27 Comments

Summary:

Massive thunderstorms notwithstanding, the fact that Amazon’s U.S. East data center went down again Friday night while other cloud services hosted in the same area kept running raises anew questions about whether Amazon is suffering architectural glitches that go beyond acts of God.

2840585154_232b19bfbd_z

Massive thunderstorms notwithstanding, the fact that Amazon’s U.S. East data center went down again Friday night while other cloud services hosted in the same area kept running raises anew questions about whether Amazon is suffering architectural glitches that go beyond acts of God. While most Amazon services were back up Saturday morning, the company was still working on provisioning the backlog for its ELB load balancers as of 5:31 p.m. eastern time, according to the AWS dashboard.

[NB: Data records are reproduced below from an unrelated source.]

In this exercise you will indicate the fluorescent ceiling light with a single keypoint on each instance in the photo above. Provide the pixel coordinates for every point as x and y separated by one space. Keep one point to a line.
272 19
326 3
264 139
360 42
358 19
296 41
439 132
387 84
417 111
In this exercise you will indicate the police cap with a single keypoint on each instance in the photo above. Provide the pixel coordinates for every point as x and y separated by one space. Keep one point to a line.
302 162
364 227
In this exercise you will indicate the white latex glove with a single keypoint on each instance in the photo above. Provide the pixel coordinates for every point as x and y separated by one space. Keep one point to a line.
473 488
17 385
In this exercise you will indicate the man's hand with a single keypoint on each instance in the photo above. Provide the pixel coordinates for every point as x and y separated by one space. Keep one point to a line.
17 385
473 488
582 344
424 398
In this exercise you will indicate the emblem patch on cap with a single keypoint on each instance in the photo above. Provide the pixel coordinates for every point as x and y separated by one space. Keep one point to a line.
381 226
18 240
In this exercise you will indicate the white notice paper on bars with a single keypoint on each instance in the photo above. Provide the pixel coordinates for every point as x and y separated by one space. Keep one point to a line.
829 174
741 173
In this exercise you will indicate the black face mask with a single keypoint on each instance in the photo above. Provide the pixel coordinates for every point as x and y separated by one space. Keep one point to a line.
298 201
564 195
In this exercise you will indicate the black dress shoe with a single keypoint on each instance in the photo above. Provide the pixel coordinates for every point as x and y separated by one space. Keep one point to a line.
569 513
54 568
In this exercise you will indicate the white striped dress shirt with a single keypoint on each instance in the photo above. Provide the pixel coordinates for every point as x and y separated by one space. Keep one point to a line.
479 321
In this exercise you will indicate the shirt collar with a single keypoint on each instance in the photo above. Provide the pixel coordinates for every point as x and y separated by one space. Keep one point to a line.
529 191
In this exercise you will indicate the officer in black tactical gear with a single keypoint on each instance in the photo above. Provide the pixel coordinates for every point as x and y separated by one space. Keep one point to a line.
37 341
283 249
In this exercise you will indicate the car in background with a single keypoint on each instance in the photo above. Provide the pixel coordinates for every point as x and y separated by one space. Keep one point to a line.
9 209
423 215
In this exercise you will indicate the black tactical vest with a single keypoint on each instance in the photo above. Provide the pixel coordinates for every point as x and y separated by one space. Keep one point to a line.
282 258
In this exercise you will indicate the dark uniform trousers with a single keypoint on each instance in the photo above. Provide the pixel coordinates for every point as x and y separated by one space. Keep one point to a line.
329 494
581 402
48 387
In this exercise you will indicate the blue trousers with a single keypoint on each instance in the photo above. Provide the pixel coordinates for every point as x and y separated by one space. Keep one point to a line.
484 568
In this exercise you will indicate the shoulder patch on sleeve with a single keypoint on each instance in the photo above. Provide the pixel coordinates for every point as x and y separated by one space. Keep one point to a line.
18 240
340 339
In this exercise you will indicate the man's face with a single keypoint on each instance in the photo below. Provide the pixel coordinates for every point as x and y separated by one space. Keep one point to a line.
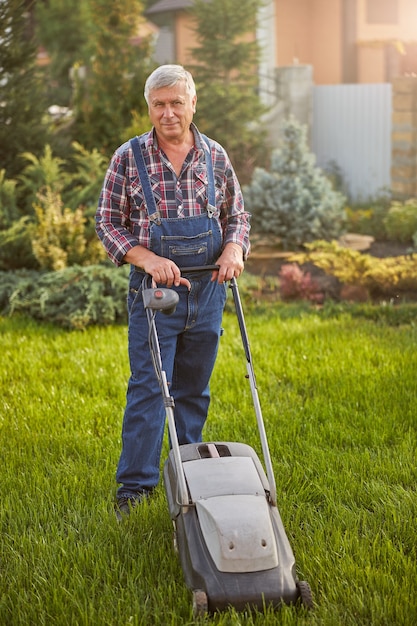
171 111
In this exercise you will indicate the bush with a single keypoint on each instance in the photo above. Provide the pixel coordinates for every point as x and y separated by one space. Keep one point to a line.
389 277
59 236
295 284
16 250
75 297
401 221
8 201
368 219
294 201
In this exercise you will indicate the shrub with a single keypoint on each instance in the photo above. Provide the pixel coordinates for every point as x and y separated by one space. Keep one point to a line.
75 297
16 246
294 201
59 237
388 277
368 219
401 221
8 202
295 284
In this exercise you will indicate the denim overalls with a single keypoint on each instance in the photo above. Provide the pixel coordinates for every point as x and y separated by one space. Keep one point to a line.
188 339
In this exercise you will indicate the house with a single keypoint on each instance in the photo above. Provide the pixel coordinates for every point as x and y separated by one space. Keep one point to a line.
345 41
322 43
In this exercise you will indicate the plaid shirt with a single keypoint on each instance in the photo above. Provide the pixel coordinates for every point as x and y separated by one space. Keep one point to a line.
122 220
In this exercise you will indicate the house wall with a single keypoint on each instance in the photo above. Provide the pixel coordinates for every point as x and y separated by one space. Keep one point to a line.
310 32
380 46
185 38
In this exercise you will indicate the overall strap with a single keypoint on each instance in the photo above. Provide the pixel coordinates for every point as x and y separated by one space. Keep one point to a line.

This outage — the second this month — took down Netflix , Instagram, Pinterest, and Heroku, as Om previously reported. The storm was undoubtedly huge, leaving 1.3 million in the Washington D.C. area without power as of Saturday afternoon, but Joyent, an Amazon rival, also hosts cloud services from an Ashburn, Virg. data center and experienced no outage, something its marketing people were quick to point out.

The implication is that Amazon, with all its talk about redundancy and availability, shouldn’t be having these issues if others are not.

Steve Zivanic, VP of marketing for Nirvanix, another rival cloud provider, said customers should simply stop defaulting to Amazon’s cloud.  “It’s becoming rather clear that the answer for [Amazon's] customers is not to try to master the AWS cloud and learn how to leverage multiple availability zones in an attempt to avoid the next outage but rather to look into a multi-vendor cloud strategy to ensure continuous business operations,” Zivanic said via email. “You can spend days, months and years trying to master AWS or you could simply do what large-scale IT organizations have been doing for decades — rely on more than one vendor.”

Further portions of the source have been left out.